Perhaps Professor Faigman meant to say that even if data exist to support the judgments of fingerprint analysts—as they clearly do at a general level—a particular examiner’s judgments are not based on data, but on standardless, subjective impressions of the degree of similarity that warrants an identification or an exclusion. They just “know it when they see it.” That observation is closer to the mark (no pun intended). It is the gist of David Harris's contention that "most forensic science does not qualify as science in any true sense of that term." (Harris 2012, 36). Like Professor Faigman, Professor Harris complains that "[d]isciplines like fingerprint analysis, firearms tool-mark analysis, and bite-mark analysis have no basis in statistics, and do not originate in inquiry conducted according to scientific principles. Rather, they rely on human judgment grounded in experience ... without reference to rigorous and agreed-upon standards." (Ibid.) Identification experts who do not follow a protocol with quantitative or other external standards to achieve high inter-rater reliability should not insist that they are following the "scientific method." (Compare Kaye 2012, 123).

But "science" is not the only source of useful information, and experiments can measure the levels of accuracy for subjective as well as objective procedures. DNA laboratories have verified that DNA analysis performed in a specified way correctly distinguishes between samples taken from the same source and samples taken from different sources.  Indeed, this is the only sense in which it could be said that “DNA profiling [always] ... had known error rates” (Faigman 2013, 913). Even today, the error rates of DNA laboratories in actual case work is not really known. In the same manner, tests of fingerprint analyses performed by trained examiners show that they are capable of routinely distinguishing between marks taken from the same source and marks taken from different sources (with some errors). Again, however, we do not know the error rates of these examiners in actual case work. (Kaye 2012).

Consequently, appropriately documented latent print comparisons undertaken without unnecessary exposure to biasing information, presented with a recognition of the uncertainty in the largely subjective procedure and verified by an independent examiner blinded to the initial outcome as well as the output of an automated scoring system, should survive the “more rigorous test” (Faigman 2013) established in Daubert v. Merrell Dow Pharmaceuticals, Inc., 509 U.S. 579 (1993), and embellished in later cases. Although there is ample room to improve fingerprint comparisons by human examiners and to implement automated systems for latent print work, “blank stares” and “no data” are no longer the only answers available to an objection under Daubert.

References

Faigman, David L. 2013. “The Daubert Revolution and the Birth of Modernity: Managing Scientific Evidence in the Age of Science.” University of California at Davis Law Review 46:893–930.
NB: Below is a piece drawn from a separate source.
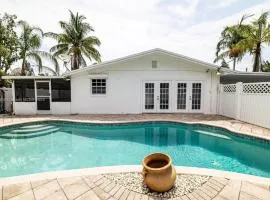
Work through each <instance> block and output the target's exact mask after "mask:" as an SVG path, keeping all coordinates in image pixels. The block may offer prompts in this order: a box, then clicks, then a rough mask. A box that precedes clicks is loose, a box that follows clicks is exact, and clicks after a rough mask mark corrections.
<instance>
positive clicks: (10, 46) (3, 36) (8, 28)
mask: <svg viewBox="0 0 270 200" xmlns="http://www.w3.org/2000/svg"><path fill="white" fill-rule="evenodd" d="M16 18H17V17H16V15H9V14H7V13H5V14H4V16H3V17H2V18H0V70H1V71H2V73H3V74H6V73H7V71H8V70H9V69H10V67H11V65H12V64H13V63H14V62H15V61H16V60H17V59H18V37H17V34H16V31H15V27H16V21H15V20H16Z"/></svg>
Harris, David A. 2012. Failed Evidence: Why Law Enforcement Resists Science. New York and London: New York University Press.
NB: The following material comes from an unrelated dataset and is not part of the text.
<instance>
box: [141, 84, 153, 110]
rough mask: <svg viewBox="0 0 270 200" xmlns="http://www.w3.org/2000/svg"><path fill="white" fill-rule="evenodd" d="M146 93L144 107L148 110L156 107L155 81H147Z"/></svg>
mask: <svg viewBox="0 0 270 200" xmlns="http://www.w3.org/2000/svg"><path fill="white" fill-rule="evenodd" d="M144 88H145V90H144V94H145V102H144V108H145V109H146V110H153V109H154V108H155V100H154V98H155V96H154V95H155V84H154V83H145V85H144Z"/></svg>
Kaye, David H. 2013. “Experimental and Scientific Evidence: Criminalistics.” In McCormick on Evidence, edited by Kenneth Broun, § 207. Eagan, MN: West Publishing Co.

Kaye, David H., ed. 2012. Expert Working Group on Human Factors in Latent Print Analysis, Latent Print Examination and Human Factors: Improving the Practice Through a Systems Approach. Gaithersburg: National Institute of Standards and Technology.

Kaye, David H., David E. Bernstein, and Jennifer L. Mnookin, 2011. The New Wigmore: A Treatise on Evidence: Expert Evidence. New York: Aspen Publishing Company, 2d ed.

Tangen, Jason M., Matthew B. Thompson, and Duncan J. McCarthy 2011. “Identifying Fingerprint Expertise.” Psychological Science 22:995 (available online).